Has Paulo Coelho managed to do the same with his exposure of the shallow nature of celebrity and fashion?

... please join me in this journey into a world that is coming to an end. You will see glittery, glamour, and blood but don't see this book as a thriller: it is a crude portrait of where we are now. We are part of the solution, if we go back to the real values of life, being "follow your dream" the most important of all. Not the dreams of the Superclass. Not the dreams of our parents, or our partners. We should be what we always wanted to be.

Will The Winner Stands Alone cause a fundamental shift in social attitudes? Has Paulo Coelho caught the mood of the times with the global economic collapse? Will a better society emerge?

As Paulo Coelho says: 'We are part of the solution, if we go back to the real values of life ...'

The Winner Stands Alone is a tale of our times. It is also a well-written thriller.

'The Road Not Taken' by Robert Frost is quoted by in The Winner Stands Alone. It is being read by the black model Jasmine. She chooses to take 'the one less traveled by'. To choose ones own path, not that followed by the common herd, to follow ones destiny, is a common theme in the writings of Paulo Coelho. It is therefore most apt in The Winner Stands Alone, a world of celebrity and fashion. This is reinforced a little later when the last two lines return to Jasmine in her thoughts.

Synchronicity: The day after I picked up a copy of The Winner Stands Alone, I turned on the radio and found myself listening on BBC Radio 4 Thinking Allowed to an excellent discussion of an exhibition illustrating throughout history status and rank, wealth, poverty and inequality through the visual arts.
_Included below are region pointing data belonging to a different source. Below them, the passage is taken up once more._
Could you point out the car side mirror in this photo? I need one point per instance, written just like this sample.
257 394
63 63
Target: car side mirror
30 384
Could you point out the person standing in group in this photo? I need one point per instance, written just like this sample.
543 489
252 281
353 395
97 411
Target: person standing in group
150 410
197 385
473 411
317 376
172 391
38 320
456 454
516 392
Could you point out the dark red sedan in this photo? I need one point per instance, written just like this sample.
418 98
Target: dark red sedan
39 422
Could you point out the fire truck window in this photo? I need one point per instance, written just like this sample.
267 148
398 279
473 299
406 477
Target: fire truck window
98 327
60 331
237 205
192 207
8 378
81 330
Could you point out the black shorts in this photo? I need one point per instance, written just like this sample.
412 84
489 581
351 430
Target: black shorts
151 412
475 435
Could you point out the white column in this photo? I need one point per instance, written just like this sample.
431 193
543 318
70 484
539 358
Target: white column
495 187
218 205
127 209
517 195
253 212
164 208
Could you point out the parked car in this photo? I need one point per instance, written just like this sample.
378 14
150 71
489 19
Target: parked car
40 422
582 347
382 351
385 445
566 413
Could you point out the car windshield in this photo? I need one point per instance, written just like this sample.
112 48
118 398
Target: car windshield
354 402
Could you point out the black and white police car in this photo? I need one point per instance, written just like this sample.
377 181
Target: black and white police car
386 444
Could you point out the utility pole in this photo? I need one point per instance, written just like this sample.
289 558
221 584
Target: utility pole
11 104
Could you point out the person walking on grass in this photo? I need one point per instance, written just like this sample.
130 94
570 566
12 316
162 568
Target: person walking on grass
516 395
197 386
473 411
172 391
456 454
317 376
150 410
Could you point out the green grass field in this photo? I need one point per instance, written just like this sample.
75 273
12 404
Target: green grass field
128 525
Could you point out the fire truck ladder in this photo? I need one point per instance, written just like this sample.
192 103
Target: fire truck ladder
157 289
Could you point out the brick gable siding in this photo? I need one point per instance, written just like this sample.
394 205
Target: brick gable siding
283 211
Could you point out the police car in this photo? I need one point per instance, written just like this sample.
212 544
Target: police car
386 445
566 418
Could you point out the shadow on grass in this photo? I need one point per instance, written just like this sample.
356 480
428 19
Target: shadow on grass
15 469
Synchronicity: It was Good Friday, a couple of days after I had picked up my copy of The Winner Stands Alone. I turned on the radio and an item on the lunchtime news was the efforts Monte Carlo was taking to attract the Super Rich to its casinos, now it was likely to lose its attraction for dirty money. Monte Carlo is just down the road from Cannes.

The ultimate chic, a t-shirt bearing meaningful words from a critic of the fashion industry. [see Paulo Coelho t-shirts from Mango]

Within weeks of the publication of The Winner Stands Alone, Paulo Coelho attended the Cannes Film Festival and stayed at the very same hotel featured in the novel!

A copy of The Winner Stands Alone has been registered as a BookCrossing book. [see BCID 7102112]

BookCrossing books are released into the wild and their progress checked on the Internet via a unique BookCrossing ID (BCID).

For my lovely friends Iva and Alissa who I am sure would enjoy The Winner Stands Alone and agree with the sentiments expressed. And my lovely friend Maria of whom Jasmine reminds me. And my lovely friend Polina who would also enjoy The Winner Stands Alone.